Hacker Newsnew | past | comments | ask | show | jobs | submitlogin

I think this is an easy thing to wrap my mind around (since I have been in both camps):

AI can generate lots of code very quickly.

AI does not generate code that follows taste and or best practices.

So in cases where the task is small, easily plannable, within the training corpus, or for a project that doesn't have high stakes it can produce something workable quickly.

In larger projects or something that needs maintainability for the future code generation can fall apart or produce subpar results.



I've just seen that change happen in the a pet project within less than 10 hours of work.

I tried vibe-coding something for my own use, your classic "scratch your own itch" project.

The first MVP was a one-shot success, really impressive.

But as the code grew with every added feature, progress soon slowed down. The AI claimed to have fixed a bug when it didn't. It switched chest several timea back and forth between using a library function and rolling its own implementation, each time claiming to have "simplified" the code and made it "more reliable". With every change, it claimed to have "improved" the code, even when it just added a bunch of shamelessly duplicated shit.
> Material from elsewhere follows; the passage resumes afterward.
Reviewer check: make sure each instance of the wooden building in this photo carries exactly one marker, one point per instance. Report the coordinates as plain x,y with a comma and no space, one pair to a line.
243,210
One effect I am sure AI will have is to massively excarbate the phenomenon of people who quickly produce a large amount of shitty, unmaintainable code that fulfills half the requirements, and then leave the mess behind for another greenfield project.


We’re so unaccustomed to working with non-deterministic computer tech that rather than acknowledge they are hit-or-miss, everyone just picks one side and goes all-in on it.

Which sounds an awful lot like politics.


> We’re so unaccustomed to working with non-deterministic computer tech

The whole history of computer history is about making computing deterministic, after we found out that having generative anything (Recursion, Context-Free grammar,...) is a double-edged sword. So for any known set of inputs, you want the output to be finite and non-zero, and all items having the correct properties.


All of physics was like that until QM


"non-deterministic" is a weird way to say "mangles data 1/3 to 1/2 the time"


LLMs also don’t always generate code that works.

And you don’t always know or understand what the product owner wants you to build.

Writing code faster is very rarely what you need.


That about sums it up from my experience as well. But as parent said, such takes unfortunately don't get a lot of eyeballs :(


That was four short paragraphs with basically no details - there's basically nothing for eyeballs to see. If I wrote a history of the world that consisted of "Some people lived and died, some of them were bad, I guess", how many copies do you think I'd sell? Any? What's interesting is the details, and a post giving actual detail of building some app, and the benefits and shortcomings of a specific tool would be of great interest to many. If I ask an LLM to save the date to the database, and then ask it to save the time, do I get two variables in two columns? Does that make sense for my app? Do I have to ask it to refactor? Is it able to do that successfully? Does it drop tables during program initialization? How does the latest model do with designing the entire program? How often does it hallucinate for this set of libraries and prompts? There's quite a bit of variance! If it hallucinated libraries and APIs left and right it would be far less useful. Some people don't even get hallucinations because their prompts are so we'll trod. There are all sorts of interesting details to be learned and shared about these new tools that would get a ton of eyeballs.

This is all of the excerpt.